Sunday, December 12, 2004

Two Free Will Dilemmas

As I see it, there are two broad positions on free will, under which are various denominations of nuanced positions fall. First, there is determinism. Determinism is the view that sufficient causal conditions exist outside of agents that determine the actions or wills of agents. The second position is indeterminism. Indeterminism is the view that there are some choices where no sufficient causal conditions exist outside free agents that determine the wills or actions of free agents. Both positions have accrued problems that can be called "classic criticisms." I would like to pose just one of these for each position in the form of a dilemma. First, there is the dilemma for indeterminism:
(1) Either our choices have sufficient reasons for their existence or they do not.
(2) All events have sufficient reasons for their existence (PSR).
(3) Therefore, indeterminism must accept there are sufficient causes that explain free choices.
On the other hand, determinists must face this dilemma:
(4) One believes determinism because either it is freely chosen based on rational inferences or one is determined to believe it.
(5) Determinism cannot be freely chosen on the basis of one's own rational inferences.
(6) Thus, if determinism is true, then one has been determined to believe it. [4,5]
(7) If a belief is accepted because it has been determined, then it is not justified.
(8) Thus, if determinism is true, then one cannot be justified in believing it. [6,7]
While I will not pretend to offer a solution that is acceptable to everyone, I believe it is possible to arbitrate among these positions in favor of indeterminism. I believe that indeterminists can accept that there are sufficient conditions for free choices, which weakens the distinction made in (1). The most plausible indeterminist theories do not state that free choices are utterly uncaused and fundamentally random. Rather, they believe the causes and reasons for free choices exist within the agent. Since these causal conditions are within the agent--indeed, they might say that agents are the genesis for their choices, which would sufficiently explain their choices--they can accept one horn of the dilemma without the damning consequences.
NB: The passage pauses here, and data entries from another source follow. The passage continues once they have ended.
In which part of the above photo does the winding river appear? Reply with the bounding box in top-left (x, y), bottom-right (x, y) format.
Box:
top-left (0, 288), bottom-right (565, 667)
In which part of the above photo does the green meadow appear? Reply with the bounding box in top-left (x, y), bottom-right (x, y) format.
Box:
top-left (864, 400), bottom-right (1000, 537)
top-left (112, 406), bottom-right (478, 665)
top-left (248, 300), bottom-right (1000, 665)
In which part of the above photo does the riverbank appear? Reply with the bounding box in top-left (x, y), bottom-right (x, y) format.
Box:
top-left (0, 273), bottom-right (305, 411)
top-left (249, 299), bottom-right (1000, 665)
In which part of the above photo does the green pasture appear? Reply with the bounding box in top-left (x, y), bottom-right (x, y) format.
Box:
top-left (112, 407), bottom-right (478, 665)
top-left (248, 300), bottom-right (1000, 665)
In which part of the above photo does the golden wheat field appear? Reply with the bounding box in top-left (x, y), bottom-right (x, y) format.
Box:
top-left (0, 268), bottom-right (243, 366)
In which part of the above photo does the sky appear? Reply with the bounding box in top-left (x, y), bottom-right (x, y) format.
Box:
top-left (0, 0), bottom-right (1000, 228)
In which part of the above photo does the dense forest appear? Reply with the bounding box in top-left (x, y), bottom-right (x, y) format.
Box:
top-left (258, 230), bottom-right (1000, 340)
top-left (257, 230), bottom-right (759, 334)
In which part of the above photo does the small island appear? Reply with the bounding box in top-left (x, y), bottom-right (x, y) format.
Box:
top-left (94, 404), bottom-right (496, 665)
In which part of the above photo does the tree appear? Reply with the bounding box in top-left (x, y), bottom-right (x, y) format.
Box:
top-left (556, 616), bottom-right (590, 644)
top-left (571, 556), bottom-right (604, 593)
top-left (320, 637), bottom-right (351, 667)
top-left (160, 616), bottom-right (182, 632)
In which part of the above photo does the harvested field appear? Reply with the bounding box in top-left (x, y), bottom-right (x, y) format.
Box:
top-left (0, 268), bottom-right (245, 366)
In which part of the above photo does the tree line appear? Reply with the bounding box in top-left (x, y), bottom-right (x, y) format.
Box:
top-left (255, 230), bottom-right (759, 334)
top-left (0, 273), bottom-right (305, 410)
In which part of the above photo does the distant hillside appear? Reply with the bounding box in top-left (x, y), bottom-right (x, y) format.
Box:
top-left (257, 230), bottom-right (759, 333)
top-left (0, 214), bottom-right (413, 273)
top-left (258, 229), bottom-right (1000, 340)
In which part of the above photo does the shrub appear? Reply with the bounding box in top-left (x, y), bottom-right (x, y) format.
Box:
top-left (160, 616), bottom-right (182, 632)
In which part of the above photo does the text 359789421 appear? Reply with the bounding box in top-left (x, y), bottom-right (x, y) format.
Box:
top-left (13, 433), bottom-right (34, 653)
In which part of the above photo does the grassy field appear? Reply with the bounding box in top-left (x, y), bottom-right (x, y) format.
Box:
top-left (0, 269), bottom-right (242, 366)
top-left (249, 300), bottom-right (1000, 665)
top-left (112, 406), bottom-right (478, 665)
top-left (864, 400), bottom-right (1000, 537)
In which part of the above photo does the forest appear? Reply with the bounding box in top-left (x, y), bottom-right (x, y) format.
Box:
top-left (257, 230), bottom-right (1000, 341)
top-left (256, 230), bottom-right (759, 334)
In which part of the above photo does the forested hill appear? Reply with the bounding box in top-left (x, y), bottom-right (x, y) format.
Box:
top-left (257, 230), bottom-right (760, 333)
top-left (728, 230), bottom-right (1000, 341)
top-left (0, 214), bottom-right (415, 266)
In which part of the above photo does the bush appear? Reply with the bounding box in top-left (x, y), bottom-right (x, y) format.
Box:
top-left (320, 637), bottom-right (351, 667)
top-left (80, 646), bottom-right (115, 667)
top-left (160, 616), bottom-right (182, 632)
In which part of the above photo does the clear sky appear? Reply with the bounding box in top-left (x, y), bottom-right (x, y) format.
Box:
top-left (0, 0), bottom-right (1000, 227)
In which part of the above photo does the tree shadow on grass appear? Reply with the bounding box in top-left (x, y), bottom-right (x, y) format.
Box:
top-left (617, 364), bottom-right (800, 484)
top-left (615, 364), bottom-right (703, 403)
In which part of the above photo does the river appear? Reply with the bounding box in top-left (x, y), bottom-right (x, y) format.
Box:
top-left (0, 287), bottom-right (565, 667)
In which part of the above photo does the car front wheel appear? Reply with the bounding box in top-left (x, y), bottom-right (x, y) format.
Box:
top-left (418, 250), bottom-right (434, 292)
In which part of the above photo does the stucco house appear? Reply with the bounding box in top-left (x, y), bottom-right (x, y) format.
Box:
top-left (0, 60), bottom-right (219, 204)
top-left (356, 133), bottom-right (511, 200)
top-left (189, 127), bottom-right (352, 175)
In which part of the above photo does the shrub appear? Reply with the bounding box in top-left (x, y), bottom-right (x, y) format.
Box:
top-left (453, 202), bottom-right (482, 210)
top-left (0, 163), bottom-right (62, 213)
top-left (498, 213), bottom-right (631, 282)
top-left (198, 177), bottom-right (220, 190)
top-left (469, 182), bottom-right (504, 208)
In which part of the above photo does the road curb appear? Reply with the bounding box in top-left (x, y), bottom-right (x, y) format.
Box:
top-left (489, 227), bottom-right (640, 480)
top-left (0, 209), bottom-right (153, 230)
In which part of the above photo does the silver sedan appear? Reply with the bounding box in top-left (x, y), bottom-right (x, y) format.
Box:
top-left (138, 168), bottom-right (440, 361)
As for the determinist's dilemma, I believe the weakest premise is (7), which can be rejected if one finds external "justification" or warrant plausible. I happen to believe that there are fundamental problems with externalism, so I believe that the dilemma holds for determinists. Of course, many people will find externalism very plausible, so they will not have a problem with this form of the dilemma. Like I said, I won't act like this is a non-controversial way to assess these dilemmas, but I think framing the free will debate in terms of these dilemmas is at least interesting, if not useful.